日・セルビア投資協定が署名される:二国間経済関係と法的な投資保護の強化へ
12月24日、セルビアの首都ベオグラードにおいて、日本国政府とセルビア共和国政府との間で「投資の促進及び保護に関する日本国とセルビア共和国との間の協定(日・セルビア投資協定)」の署名が行われた。署名は、日本の今村(Akira Imamura)駐セルビア特命全権大使と、セルビアのラザレヴィッチ(Jagoda Lazrević)通商大臣との間で行われた。日本外務省プレスリリースによれば、本協定は、両国間の経済関係を強化し、投資を更に促進することを目的としており、投資家が他方の国において投資を行う際の安定的な条件を作り出すことを意図している。
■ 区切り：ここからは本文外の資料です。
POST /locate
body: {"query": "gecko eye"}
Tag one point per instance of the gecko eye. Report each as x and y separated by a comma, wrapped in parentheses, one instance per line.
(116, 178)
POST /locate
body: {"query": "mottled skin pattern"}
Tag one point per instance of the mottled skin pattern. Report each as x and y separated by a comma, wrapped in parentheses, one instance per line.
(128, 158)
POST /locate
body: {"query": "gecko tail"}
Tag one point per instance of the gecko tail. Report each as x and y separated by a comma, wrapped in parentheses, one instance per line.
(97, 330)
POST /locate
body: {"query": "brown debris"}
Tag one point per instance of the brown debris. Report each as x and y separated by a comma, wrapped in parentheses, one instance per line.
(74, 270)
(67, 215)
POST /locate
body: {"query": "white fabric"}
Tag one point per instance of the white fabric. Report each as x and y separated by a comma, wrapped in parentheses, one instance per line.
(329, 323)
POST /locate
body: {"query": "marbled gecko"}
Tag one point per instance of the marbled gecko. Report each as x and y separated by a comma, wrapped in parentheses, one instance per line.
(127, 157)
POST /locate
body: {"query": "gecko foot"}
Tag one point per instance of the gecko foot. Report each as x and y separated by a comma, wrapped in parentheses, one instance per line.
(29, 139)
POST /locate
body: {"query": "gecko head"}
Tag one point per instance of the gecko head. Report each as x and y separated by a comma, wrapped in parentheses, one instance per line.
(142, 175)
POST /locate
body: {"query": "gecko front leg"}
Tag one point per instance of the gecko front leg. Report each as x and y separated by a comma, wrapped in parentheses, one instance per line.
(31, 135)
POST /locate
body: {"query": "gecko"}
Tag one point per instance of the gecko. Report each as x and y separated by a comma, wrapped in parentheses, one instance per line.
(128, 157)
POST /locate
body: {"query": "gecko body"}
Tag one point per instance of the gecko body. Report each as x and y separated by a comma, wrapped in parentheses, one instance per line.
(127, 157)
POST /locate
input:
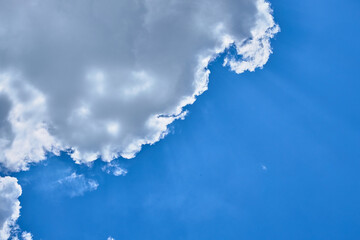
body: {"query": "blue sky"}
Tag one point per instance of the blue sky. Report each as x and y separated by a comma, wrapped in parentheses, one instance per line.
(270, 154)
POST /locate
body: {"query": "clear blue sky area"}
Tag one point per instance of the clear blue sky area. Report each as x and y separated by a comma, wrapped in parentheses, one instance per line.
(273, 154)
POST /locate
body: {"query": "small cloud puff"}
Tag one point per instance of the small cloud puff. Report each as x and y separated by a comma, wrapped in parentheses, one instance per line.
(114, 168)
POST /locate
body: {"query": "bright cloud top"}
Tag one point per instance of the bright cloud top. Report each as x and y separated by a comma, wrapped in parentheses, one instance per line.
(103, 78)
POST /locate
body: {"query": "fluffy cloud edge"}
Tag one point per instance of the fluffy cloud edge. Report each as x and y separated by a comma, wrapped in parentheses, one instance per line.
(33, 139)
(10, 191)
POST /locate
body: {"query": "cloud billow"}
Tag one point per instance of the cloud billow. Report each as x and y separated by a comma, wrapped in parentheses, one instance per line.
(103, 78)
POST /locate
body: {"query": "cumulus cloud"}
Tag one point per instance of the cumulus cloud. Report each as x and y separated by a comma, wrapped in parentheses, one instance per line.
(10, 191)
(76, 185)
(103, 78)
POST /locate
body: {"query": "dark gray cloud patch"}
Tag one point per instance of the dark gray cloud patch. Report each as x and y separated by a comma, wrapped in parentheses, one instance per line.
(104, 78)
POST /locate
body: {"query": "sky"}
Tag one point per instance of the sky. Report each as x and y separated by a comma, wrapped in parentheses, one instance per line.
(266, 154)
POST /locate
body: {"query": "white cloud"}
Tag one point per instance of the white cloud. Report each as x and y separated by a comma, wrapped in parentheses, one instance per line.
(26, 236)
(115, 169)
(10, 191)
(76, 184)
(106, 77)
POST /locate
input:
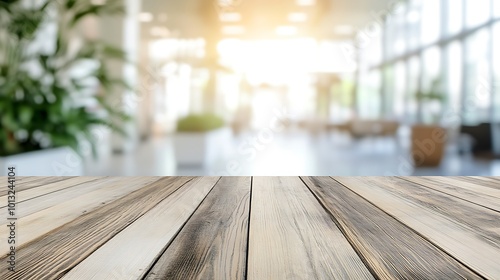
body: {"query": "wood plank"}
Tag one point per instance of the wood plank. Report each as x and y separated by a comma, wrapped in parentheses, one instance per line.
(483, 181)
(40, 223)
(457, 240)
(26, 183)
(482, 221)
(54, 254)
(81, 186)
(474, 193)
(44, 190)
(293, 237)
(213, 243)
(392, 250)
(134, 256)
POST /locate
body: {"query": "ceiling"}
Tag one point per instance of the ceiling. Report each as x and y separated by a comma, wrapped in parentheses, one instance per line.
(260, 18)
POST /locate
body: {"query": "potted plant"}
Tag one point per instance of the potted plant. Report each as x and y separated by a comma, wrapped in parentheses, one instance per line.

セルビア政府プレスリリースによれば、署名に際し、ラザレビッチ通商大臣は、本協定が経済協力の更なる発展と投資家への法的な安定性を確保する上で極めて重要であると強調した。また、日本はセルビアにとって非常に重要な投資家であり、新しい技術や高い基準、労働倫理を持つ日本企業からの投資協力が今後さらに進展することへの期待を表明した。今回の合意は、本年9月にヴチッチ(Aleksandar Vučić)セルビア大統領による訪日などの集中的な外交活動の成果であるとともに、成功裏に幕を閉じた2025年日本国際博覧会(大阪・関西万博)でのセルビア・パビリオンにおける交流が、二国間関係を深化させた一因として挙げられている。
また今村大使は、本協定が法的安定性を高めることで、日本企業に対しセルビアにおける資産と投資が保護されているという確信を与えるものであると述べるとともに、この文書が環境保護や循環型経済、持続可能な開発の原則を促進することにも寄与するとの見解を示した。
外務省ウェブサイトで公表された協定全文によれば、本協定の内容は、投資財産への待遇や紛争解決手続を詳細に定めた包括的なものとなっている。主な規定として、投資活動に関し、自国の投資家や第三国の投資家と比較して不利な扱いをしない内国民待遇(NT)および最恵国待遇(MFN)が規定されている 。また、国際慣習法に基づく公正かつ衡平な待遇(FET)や、十分な保護及び保障を与えることが義務付けられた 。さらに、一定の輸出割合や現地調達を義務付けるといった「特定措置の履行要求(パフォーマンス要求)」の禁止も盛り込まれている 。
投資財産の保護に関しては、公共の目的や非差別などの要件を満たさない限り、収用または国有化を行うことが禁じられており、実施される場合も迅速かつ実効的な補償が求められる 。加えて、投資に関連する資金の移転を自由かつ遅滞なく行うことを確保する規定や、投資家と締約国との間の投資紛争を国際仲裁に付託する手続も整備されている 。
本協定は、今後両国の国内手続(日本側は国会承認が必要)を経て、互いの通告が完了した日の後30日目に効力を生ずる予定となっている。西バルカン地域で最大の経済規模を持ち、安定した成長を続けるセルビアにおいて、本協定の締結は日系企業による投資環境を一層整備し、二国間の経済的な結びつきをより強固にするものと期待されている。